O assassinato de mais um motorista de coletivo na noite deste domingo no interior do veículo por bandidos na avenida Jeronimo de Albuquerque, nas proximidades do viaduto da Cohama, mobilizou a categoria que imediatamente recolheu todos os ônibus em sinal de protesto.

A categoria que a principio pretendia iniciar um movimento de protesto com a suspensão dos serviços, cedeu aos apelos das autoridades da segurança pública, mas em troca exigiram ações bem efetivas para dar um basta aos assaltos a coletivos praticamente diários na cidade de São Luís. O presidente do Sindicato dos Rodoviários, Marcelo Brito defende ações mais contundentes com estratégias mais eficientes, uma vez que os bandidos sabem muitas vezes como evita-las e permanecem colocando em risco a vida de rodoviários e passageiros.

O meu posicionamento não é apenas aos irmãos rodoviários, mas também aos passageiros que são as maiores vítimas, muitas das quais perdem salários, objetos pessoais e instrumentos de trabalho e não têm a quem recorrer. Os usuários precisam se organizar e somar esforços com os rodoviários por direitos, segurança e garantia da vida lutando para que se tenha uma policia presente e bem efetiva, afirma Marcelo Brito.

Infelizmente, o que o dirigente dos rodoviários diz sobre a questão do posicionamento dos usuários de transportes coletivos é correto e à revelia  de tudo e de todos, criam-se associações com objetivos políticos e pessoais que não defendem e nem lutam por usuários.
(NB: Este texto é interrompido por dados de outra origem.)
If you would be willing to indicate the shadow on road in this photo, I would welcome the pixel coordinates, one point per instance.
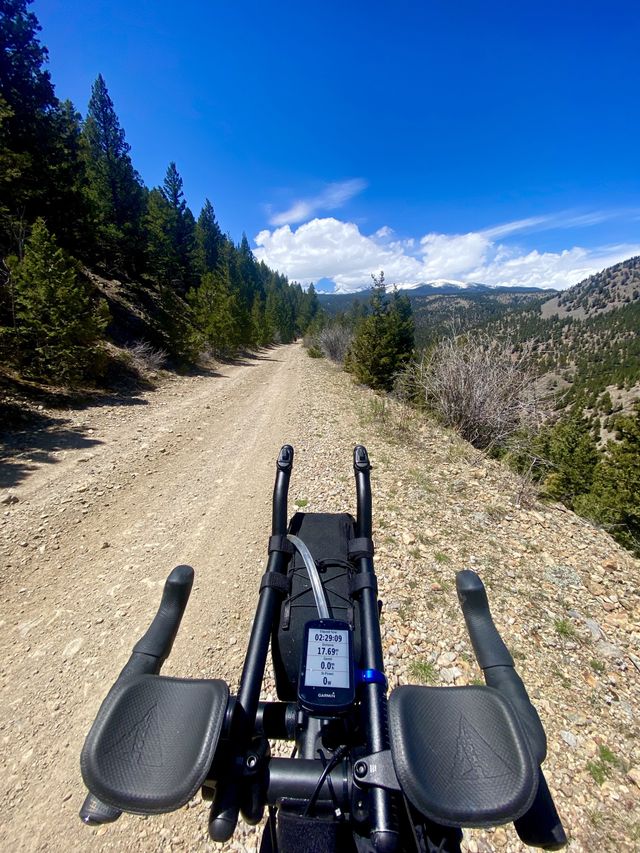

Muito oportuno se faz, o Ministério Público investigar essas entidades e mais precisamente como funcionam e quais os meios para a sustentação ou se usam apenas os nomes para manifestações políticas e se têm endereço definido.

O debate que precisa ser colocado em pauta e com a devida e necessária participação dos usuários dos transportes coletivos é para a formação de uma entidade a partir das mobilizações comunitárias para assumir o papel de luta por direitos e acabar com a picaretagem existente sempre acobertada por políticos e gestores públicos.

Já vem de muito tempo, as preocupações de motoristas e cobradores, os quais revelam que ao deixarem as suas casas para o trabalho de cada dia, levam consigo o sentimento de que podem voltar para as suas famílias, já sem vida.